Competitive Analysis

During a competitive analysis, we look for a few things: Who is doing what (specifically well or poorly)? Are there any new and/or old trends? Is anyone doing anything unique and doing it successfully? Are any cool features mobile-optimized? Most importantly, how do we differentiate ourselves? After reviewing several dozen sites, the overarching themes (which we’d also been hearing from our users) were a desire for:

1

Large, compelling and informative imagery, always with the ability to zoom in for detail

2

Clear calls to action with important information displayed in expected locations

3

Editorial substance to give users the feeling that an item is desirable, necessary and lifestyle-relevant

4

Easy access to related products, either to pair with their item or to purchase instead

Rapid conceptual wireframing and prototyping

First Round of Design

After experimenting with the prototypes, confirming feasibility with development and conducting some internal testing, we resolved on one approach that brought the best of each prototype together. With a focus on larger images, a clear path to purchase and secondary information organized into sections, the page started to look dramatically better. Actual color swatches were not immediately possible, from a development standpoint, but we decided we should at least break out colors into individual buttons that not only changed the product imagery, but also changed the item details and pricing.

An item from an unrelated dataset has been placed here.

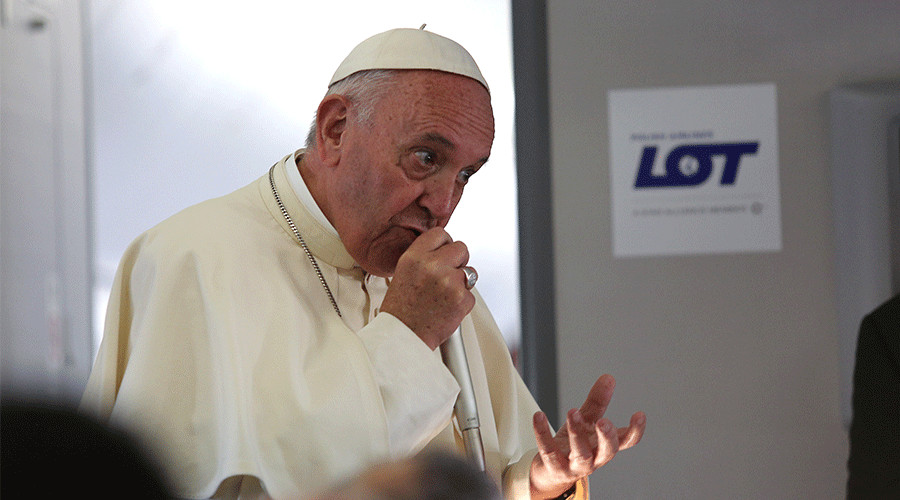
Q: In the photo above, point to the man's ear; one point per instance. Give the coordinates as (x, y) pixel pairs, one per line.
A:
(331, 124)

This transformed the pages into product hubs, and we no longer needed to break out very similar products onto different pages, just to accommodate simple differences like variances in price, manufacturer or availability. That eliminated a huge logistical burden for our online merchandising team.

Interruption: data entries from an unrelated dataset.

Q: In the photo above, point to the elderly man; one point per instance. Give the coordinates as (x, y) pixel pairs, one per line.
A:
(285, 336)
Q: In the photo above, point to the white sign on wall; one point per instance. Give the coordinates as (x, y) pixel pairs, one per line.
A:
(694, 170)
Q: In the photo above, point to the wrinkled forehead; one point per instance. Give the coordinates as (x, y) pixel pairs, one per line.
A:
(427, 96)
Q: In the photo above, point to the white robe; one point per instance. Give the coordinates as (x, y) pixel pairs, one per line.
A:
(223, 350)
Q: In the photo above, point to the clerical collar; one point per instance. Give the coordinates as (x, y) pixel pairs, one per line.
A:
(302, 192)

First round of moderated user-testing feedback

Six users tested

“I love these big pics of people wearing it. Super useful if I was looking to buy this.”

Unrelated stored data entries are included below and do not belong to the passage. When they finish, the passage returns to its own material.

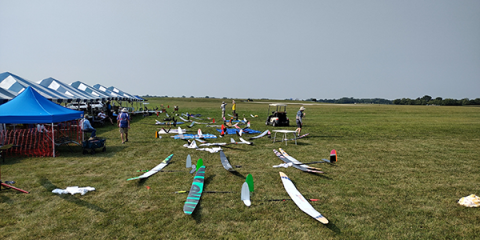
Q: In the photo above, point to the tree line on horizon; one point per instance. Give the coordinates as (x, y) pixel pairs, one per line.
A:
(425, 100)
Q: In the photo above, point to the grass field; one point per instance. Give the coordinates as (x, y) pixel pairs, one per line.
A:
(400, 173)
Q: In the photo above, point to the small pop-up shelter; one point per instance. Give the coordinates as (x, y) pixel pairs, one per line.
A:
(48, 122)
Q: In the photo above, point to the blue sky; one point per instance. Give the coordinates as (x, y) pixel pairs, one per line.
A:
(249, 49)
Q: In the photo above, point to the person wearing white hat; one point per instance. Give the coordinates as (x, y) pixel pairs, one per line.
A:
(299, 119)
(87, 127)
(123, 120)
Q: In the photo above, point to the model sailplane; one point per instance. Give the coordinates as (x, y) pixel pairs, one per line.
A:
(154, 170)
(292, 162)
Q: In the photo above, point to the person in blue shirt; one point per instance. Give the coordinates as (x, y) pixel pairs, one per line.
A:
(87, 127)
(299, 119)
(123, 120)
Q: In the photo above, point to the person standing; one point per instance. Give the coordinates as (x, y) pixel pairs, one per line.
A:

“Picking a color is annoying, especially when there are a bunch of similar colors, like teal, seafoam and aquamarine.”

“No, I wouldn't use those share buttons. Why would I want other people to have my style?!”

“I like these color buttons. That old dropdown thing was annoying.”

The overall reception for the new designs was positive and consistent. But there were still more than a few little quirks to work out. The large product image, along with its ample amounts of internal whitespace, was pushing additional content too far down to be seen, or even to let people know more information was available. Items like the Fit Guide and suggested products were confirmed as necessary, but the common consensus was that they needed higher elevation and more prominence. The social sharing buttons? Everyone wanted those sent back to 2010.

Second Round of Design

Second round of moderated user-testing feedback

Five users tested

“It's nice that it tells me how fast the ring will ship before I even add it to my bag.”

“Seems weird to have the material info below the photo. It's not bad, just weird.”

“Yeah, I like the Fit Guide where it is, but what's in it is not what I was expecting.”

“I LOVE when there are other products to click on so I can just keep browsing.”

Post-testing, it was apparent things were moving in the right direction. With a few exceptions, most everything was approved and in its proper place, ready for UI refinement. The materials and dimension information still needed to find a home, but users were overwhelmingly positive about the new direction, specifically on tablet and mobile, which accounted for over 70% of our traffic.

The final product

Moving materials and measurements below ‘Add to bag’ proved to be the optimal placement solution, since it’s obviously accessible without getting between the user and their choices before purchasing.

Beyond looking far better in both style and composition, the new page designs could be loaded in one-third of the original time and could be completely responsive, from the smallest phone to the largest 4K display. Together, these changes alone accounted for a conversion increase of up to 10% across all device types. And that’s just the result for current users, not including the newly converted.